Wednesday morning, four legislators and two members of the Douglas administration sat around a conference table while a financial analyst from the Legislature's Joint Fiscal Office went over a list of 90 items that could help the state dig out of a financial hole.
The list included $7.5 million in new revenues, most transferred from special purpose funds plus $1.8 million raised from fees that would be increased a year early. (The original list had $7.8 million in revenues, but one item was off the list by afternoon.)
The proposed cuts -- $38.4 million -- drew more frowns. Cut another 200 jobs, bringing the total by July 1, 2009 to 600. Close the St.

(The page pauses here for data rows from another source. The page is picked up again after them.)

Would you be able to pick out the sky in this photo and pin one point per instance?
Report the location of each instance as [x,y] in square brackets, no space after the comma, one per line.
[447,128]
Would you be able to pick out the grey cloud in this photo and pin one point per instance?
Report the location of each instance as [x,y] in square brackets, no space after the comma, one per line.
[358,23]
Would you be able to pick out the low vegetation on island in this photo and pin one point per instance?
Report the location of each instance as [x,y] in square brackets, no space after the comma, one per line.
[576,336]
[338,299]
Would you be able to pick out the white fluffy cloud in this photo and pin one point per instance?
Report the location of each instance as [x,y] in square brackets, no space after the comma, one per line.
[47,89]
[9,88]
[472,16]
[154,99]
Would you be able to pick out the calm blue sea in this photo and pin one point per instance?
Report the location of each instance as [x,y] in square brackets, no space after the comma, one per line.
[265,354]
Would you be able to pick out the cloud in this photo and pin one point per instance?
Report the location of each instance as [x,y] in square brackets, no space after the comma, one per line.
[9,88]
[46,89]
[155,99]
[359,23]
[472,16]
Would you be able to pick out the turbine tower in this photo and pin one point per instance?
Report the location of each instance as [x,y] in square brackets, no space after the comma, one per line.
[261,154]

Albans prison and send all the inmates out of state where their stays are cheaper.
Sen. Susan Bartlett, D-Lamoille, said the administration and legislative leaders wanted a lot of choices. "We really felt it was important for everything to be on the table."

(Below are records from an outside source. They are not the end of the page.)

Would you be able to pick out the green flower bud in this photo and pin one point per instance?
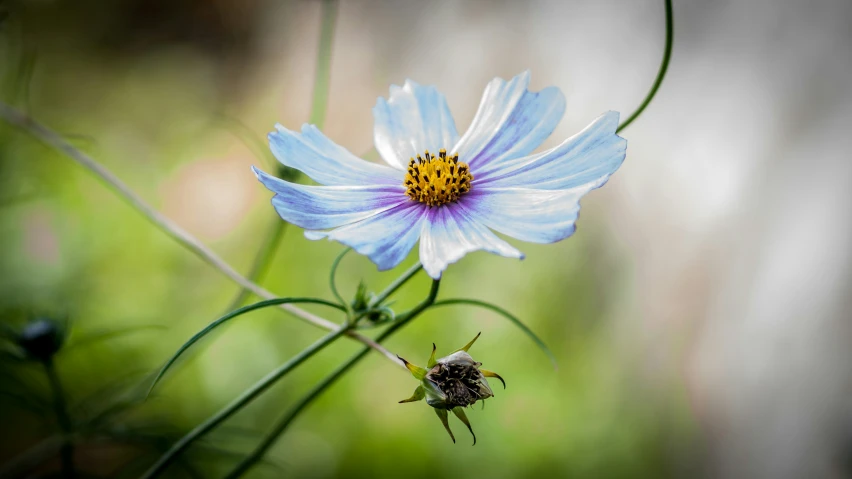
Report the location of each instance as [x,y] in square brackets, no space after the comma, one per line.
[452,383]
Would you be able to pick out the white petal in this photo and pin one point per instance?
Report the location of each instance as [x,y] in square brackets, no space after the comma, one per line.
[386,238]
[591,155]
[325,162]
[415,119]
[511,122]
[537,216]
[321,207]
[449,233]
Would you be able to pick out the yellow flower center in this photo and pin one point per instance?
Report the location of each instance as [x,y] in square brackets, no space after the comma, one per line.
[437,180]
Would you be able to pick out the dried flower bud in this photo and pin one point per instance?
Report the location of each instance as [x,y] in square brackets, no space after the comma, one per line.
[452,383]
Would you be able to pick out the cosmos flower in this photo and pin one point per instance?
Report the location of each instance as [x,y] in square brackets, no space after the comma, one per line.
[449,192]
[451,384]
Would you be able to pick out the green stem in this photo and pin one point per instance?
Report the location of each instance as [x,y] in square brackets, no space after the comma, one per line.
[322,77]
[238,403]
[66,452]
[318,111]
[261,261]
[664,66]
[333,285]
[229,316]
[285,421]
[381,297]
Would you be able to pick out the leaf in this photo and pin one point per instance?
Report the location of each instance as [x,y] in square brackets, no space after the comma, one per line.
[505,314]
[233,314]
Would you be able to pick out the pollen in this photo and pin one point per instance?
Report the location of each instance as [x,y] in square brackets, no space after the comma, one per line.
[437,180]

Or most everything. Rep. Steve Howard, D-Rutland asked later in the day at the House Democratic caucus if anything had been taken off the list before it was made public.
Yes, replied Rep. Martha Heath, D-Westford. She offered an example. Not giving a cost of living increase to an aged and blind program was scratched.
The four heads of the Legislature's money committees will join the finance commissioner and secretary of administration again today to see if they can reach consensus on what part of the list to use to fill the $24.5 million hole in General Fund revnues.
It will be a strange give and take -- an experiment in bipartisan cooperation conducted in public rather than behind closed doors, which is where most deals are hatched.
If they agree -- by Friday, then the Senate Appropriations Committee is expected to incorporate the changes into its budget, vote it and send it to the Senate floor.
Once approved, the Senate version of the budget returns to the House, which is expected to concur with some changes -- to give House members a chance to debate the big changes made because of the revenue shortfall.
Will there be the usual two weeks of budget negotiations between the House and Senate? That's not what seems to be planned -- not if lawmakers want to leave May 2.
Any bets on whether this process will work?